Он посмотрел на часы, лежавшие на тумбочке: Хоа будет ждать в десять тридцать.
«У меня еще тридцать минут, – подумал Люс. – Можно успеть поработать...»
Люс поднялся с кровати, достал из портфеля диктофон в включил звук.
« Джейн. Нет, что вы, Фердинанд... Он был влюблен в нее.
Люс. По-моему, это естественное состояние для мужчины – желать ту женщину, в которую влюблен.
Джейн. Но он хотел жениться на ней... Вы ведь очень щепетильны в вопросах брака. Знакомство, дружба, потом помолвка, свадьба, а уже потом...
Люс. Кто это вам наплел? Мы не мастодонты.
Джейн. А я думала, вы э т о смогли сохранить в Германии.
Люс. Я же не думаю, что вы э т о сохранили у себя в Британии...
Джейн. У вас больше от традиций, чем у нас. Уж если англичане новаторы, так они во всем новаторы.

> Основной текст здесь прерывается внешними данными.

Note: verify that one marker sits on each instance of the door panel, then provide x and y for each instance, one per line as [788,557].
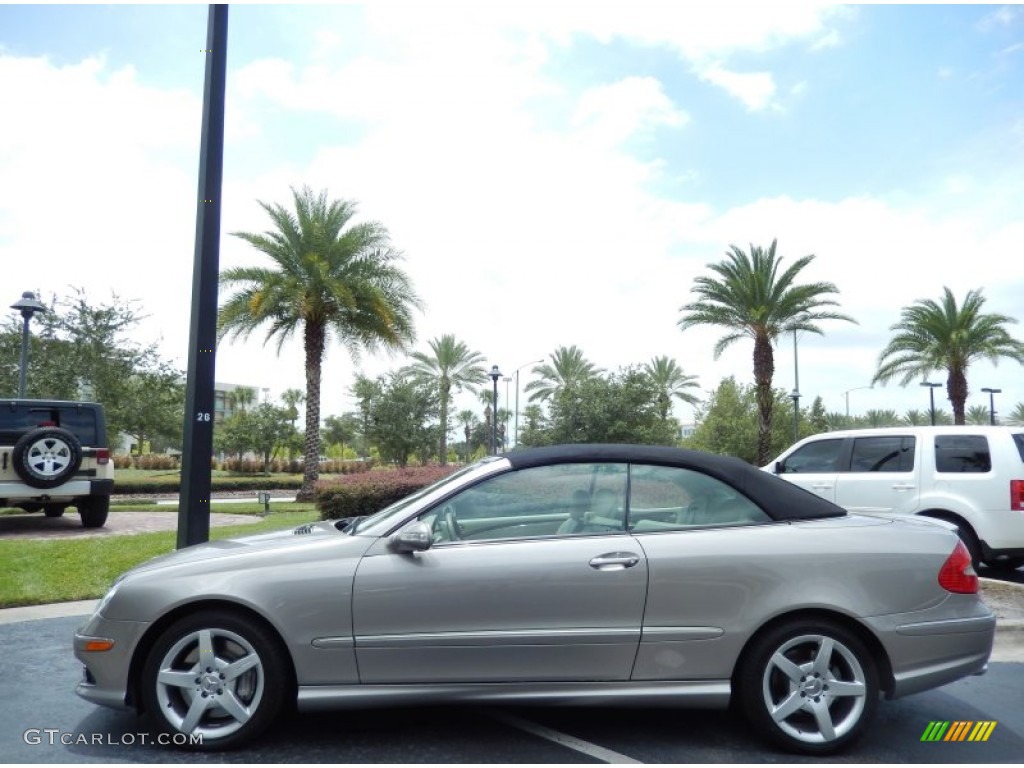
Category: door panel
[504,610]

Люс. Почему вы говорите об англичанах «они». Можно подумать, что вы полинезийка.
Джейн. Я плохая англичанка, Фердинанд. Я просто никакая не англичанка. А может быть, я настоящая англичанка, потому что меня все время тянет на Восток.
Люс. А она очень красива?
Джейн. Кто? Исии? Очень.
Люс. Ноги у нее кривые?
Джейн. Что вы!.. У нее замечательная фигурка. Иначе кто бы ее пригласил в ночную программу? Такие «мюзикл» здесь очень дороги.
Люс. Я три дня проторчал в баре министерства информации, пока не докопался до фамилии продюсера, который привозил их сюда. Вы неверно сказали его имя.

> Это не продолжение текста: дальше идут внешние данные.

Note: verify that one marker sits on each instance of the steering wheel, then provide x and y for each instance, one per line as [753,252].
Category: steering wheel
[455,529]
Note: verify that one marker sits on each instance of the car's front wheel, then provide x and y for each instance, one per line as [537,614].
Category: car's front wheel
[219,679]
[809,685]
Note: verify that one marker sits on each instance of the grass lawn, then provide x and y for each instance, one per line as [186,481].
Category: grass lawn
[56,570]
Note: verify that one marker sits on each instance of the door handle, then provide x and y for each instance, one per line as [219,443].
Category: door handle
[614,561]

Джейн. Почему? Синагава-сан.
Люс. Нет. Не Синагава, а Шинагава. Это, оказывается, большая разница. Мне еще надо узнать, где Дорнброк арендовал для нее дом...
Джейн. Вам не скажут. Там, где всеобщий бедлам, особенно тщательно следят за индивидуальной нравственностью.
Люс. Я звонил к этому самому Шинагаве... В Токио...
Джейн. Ну и что?
Люс. Он улетел на гастроли со своими девицами в Тайбэй. Я заказал себе билет на послезавтра.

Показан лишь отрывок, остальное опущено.